- Developer: Irem
- Publishers: Irem Retro-Bit
- Designer: Irem
- Platforms: Family Computer, Nintendo Entertainment System
- Release: JP: April 28, 1989; WW: July 2018;
- Genre: Platform
- Mode: Single-player

= Holy Diver (video game) =

1989 video game

 is a platform video game released in 1989 by Irem for the Family Computer.

The game would remain Japan-exclusive until 2018, when Retro-Bit published the game for the Nintendo Entertainment System worldwide. It is widely considered the most difficult game for the NES and one of the most difficult games ever made.

==Plot==
It is the 666th year for the world of magic, and the Crimson Kingdom is facing destruction at the hands of the Black Slayer, Demon King of the Underground Dark Empire. Realizing that his days are numbered, the 16th Crimson Emperor, Ronnie IV, decides to entrust his two infant sons, Randy and Zakk, to his faithful servant, Ozzy. With Slayer's forces closing in, Ozzy, Randy and Zakk escape to another dimension, with the hope of eventually bringing light back into the world.

Over the following 17 years, Randy, Zakk, and Ozzy devote and train themselves to the cause of Magic Justice, becoming wizard kings. Meanwhile, Black Slayer has increased his empire over the countryside, making his interdimensional forces even stronger. In order to defeat Black Slayer and his army, Randy must retrieve the Five Crimson Emblem Seals. Making matters worse, Randy now must wage his war against Black Slayer alone, for Zakk suddenly goes missing and Ozzy passes away.

==Gameplay==
The game consists of six stages in total. After defeating the boss at the end of each level, the player can learn magic spells such as a spell that can freeze lava.

It is similar to the game Getsu Fūma Den. In fact, one of the stages has sprites and graphics similar to those found in Konami's other game, Contra (the final boss is also very similar to Contras). The HUD is like the one used in Nintendo's Zelda II: The Adventure of Link.

The player has an infinite supply of fireballs to attack enemies. These enemies include gargoyles and flying eyeballs.
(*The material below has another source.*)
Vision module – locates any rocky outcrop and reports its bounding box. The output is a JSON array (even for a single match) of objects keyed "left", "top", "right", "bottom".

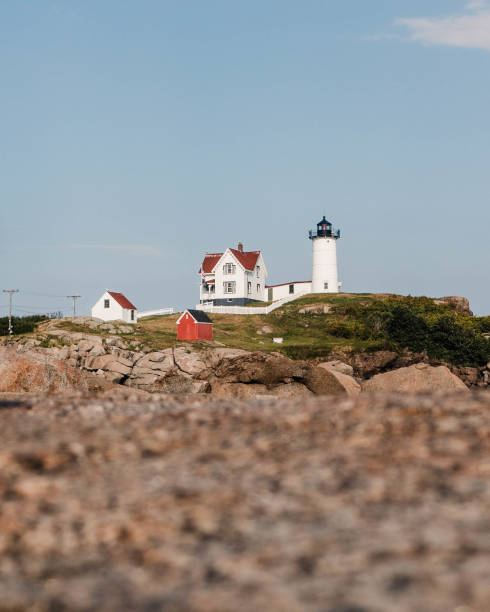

In order to find and defeat Black Slayer, the player must travel through six stages, which primarily consist of forests, castles, and caverns, all while seeking the Five Crimson Family Seals. The seals are powerful magic spells, which are Twin Fire, Blizzard, Rock Breaker, Overdrive and Thunder. In addition to acquiring the seals, the player must also seek out the Bracelet, Jump Boots, Wizard's Staff, and the Cape of Protection, all of which assist physical strength and endurance.

== Development ==
Developed by Japanese video game company Irem, the game is based on the 1983 album Holy Diver by the band Dio, but the game was not officially licensed from the band. The game has four main characters, named after musicians Ronnie James Dio, Ozzy Osbourne, Zakk Wylde, and Randy Rhoads. Other characters and locations in the game are references to rock music such as the Crimson Kingdom and Black Slayer.

== Release ==
The game was self-published by Irem and released on April 28, 1989 for the Family Computer in Japan. The game was scheduled for a North American release in the same year, and even received a brief preview in Electronic Gaming Monthly, but the game was never released outside Japan. Since release, the game has gone onto becoming a rare game that is sought after by collectors. In 2018, the title was noted to cost around US$75 for just the cartridge, and up to US$200 for the complete game with box and manual. Also, unauthorized reproductions of the game have been produced and sold as well.

In 2018, 29 years after the game was first released, distributor Retro-Bit published a worldwide physical re-release for the Nintendo Entertainment System. This was the first time the game was released outside of Japan, and was translated into English. The new edition is limited to 2,900 copies, and costs US$35 for the regular version, and US$60 for the Collector's Edition, which includes a hard embossed box, pins, stickers, art prints and a hard covered notebook. The game was also released on Retro-Bit's microconsole, the Super Retro-Cade.

== Reception ==
Multiple reviewers both contemporary and retrospective noted the game as very difficult. Many reviewers and previews also noted the similarity to Konami's earlier Castlevania NES installments, with one publication calling the game a "Castlevania clone".

Weekly Famitsu on release gave the game a 22 out of 40 score. Brazilian magazine VideoGame gave the game an overall score of 3 out of 5.

In 2018, Destructoid gave the game a positive review.